Multiple stakeholders. Decision by committee is common in large corporations. Likewise, most school districts will involve a large group of decision-makers in the process. In both cases, you need to pinpoint who to target with marketing and sales efforts. Those new to the K12 market will want to identify the top titles related to their solution. Beyond key administrators like the superintendent and principal, for computer hardware and most AV products this will include technology managers, instructional technology leads and, in the largest districts, the CTO. Additionally, the end users themselves – teachers and students – can provide a host of useful feedback as well as back-channel support.
Pain points. Products deliver solutions to problems, and savvy salespeople quickly determine the prospect’s pain points. What hurts, and let me show you how we can fix it for you.

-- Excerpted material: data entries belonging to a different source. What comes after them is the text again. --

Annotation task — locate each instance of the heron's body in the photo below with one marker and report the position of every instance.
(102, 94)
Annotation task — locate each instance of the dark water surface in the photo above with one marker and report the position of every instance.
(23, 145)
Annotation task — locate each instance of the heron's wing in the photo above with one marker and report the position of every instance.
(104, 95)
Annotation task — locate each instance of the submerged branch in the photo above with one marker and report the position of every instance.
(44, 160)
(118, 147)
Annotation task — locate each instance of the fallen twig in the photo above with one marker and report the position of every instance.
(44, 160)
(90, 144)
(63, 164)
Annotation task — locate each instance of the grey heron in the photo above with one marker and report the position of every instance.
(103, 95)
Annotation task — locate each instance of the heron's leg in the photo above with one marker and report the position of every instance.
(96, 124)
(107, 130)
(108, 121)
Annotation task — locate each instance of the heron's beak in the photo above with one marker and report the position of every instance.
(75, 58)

Selling to consumers, businesses, or schools? This tactic is always on target.
Budget cycles. Businesses have them; so do school districts. In fact, education purchasing typically follows a standard, set schedule, so it’s easier to plan around. Do your research and become familiar with the cycle, which almost always follows the state/local government’s fiscal year.
Reseller partnerships. Manufacturers that primarily sell into the K12 market form close partnerships with distributors like D&H and TD SYNNEX, as well as a host of education-focused resellers. The dynamics mirror those of non-direct, business-focused B2B sales.

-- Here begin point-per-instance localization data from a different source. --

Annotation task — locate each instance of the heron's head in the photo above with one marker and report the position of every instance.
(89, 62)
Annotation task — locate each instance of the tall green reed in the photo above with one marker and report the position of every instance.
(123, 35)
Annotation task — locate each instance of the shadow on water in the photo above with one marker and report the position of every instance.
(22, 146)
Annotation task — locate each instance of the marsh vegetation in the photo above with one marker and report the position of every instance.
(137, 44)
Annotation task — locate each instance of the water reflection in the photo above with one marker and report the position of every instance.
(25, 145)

As noted, whether targeting businesses or school districts, the overall sales process will feel quite familiar. There are far fewer contrasts between these markets.

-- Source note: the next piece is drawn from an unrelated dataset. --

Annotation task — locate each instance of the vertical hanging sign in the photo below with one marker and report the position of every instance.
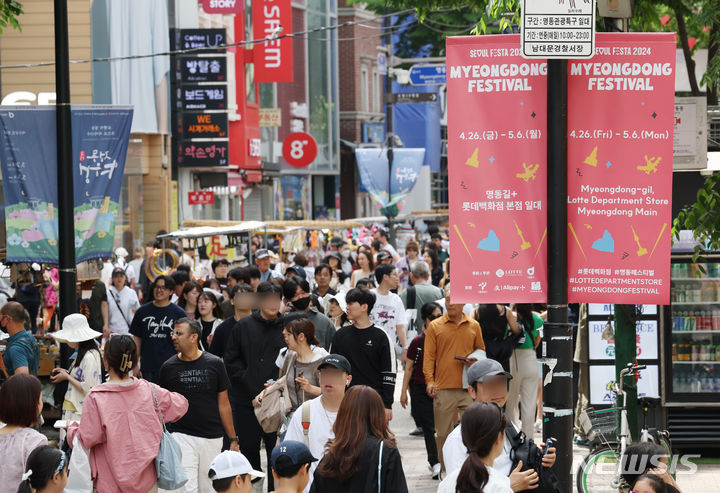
(272, 57)
(497, 117)
(620, 156)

Unique Products. Some products move effortlessly from enterprise to education. Most, however, require some degree of modification to meet the unique needs of students, teachers, and classrooms. The most popular laptops in education, for example, are different than those favored by businesses. Lower grades rely more heavily on iPads, while middle and high schools prefer Chromebooks. This requires protective case manufacturers like MAXCases to select models and design cases based on current K12 trends, which also may vary by region or type of district.
Unique Stakeholders. Newcomers to the K12 market are advised to do their research and get to know the key decision-makers and influencers, then tailor their approach when contacting and communicating with district administrators, school leaders, and teachers. Even parents and community members can play a part, as word-of-mouth is a key influencer in this market.
Distinct sales cycle. Anyone within or working with the K12 world lives by the year-spanning school-year calendar. Forget January first; their year revolves around the first day of school. New products need to be sourced, procured, and deployed by that date. Whereas summertime can be a slow season for corporate entities, and often there’s no seasonality to enterprise sales, summer is always high season for manufacturers selling into education.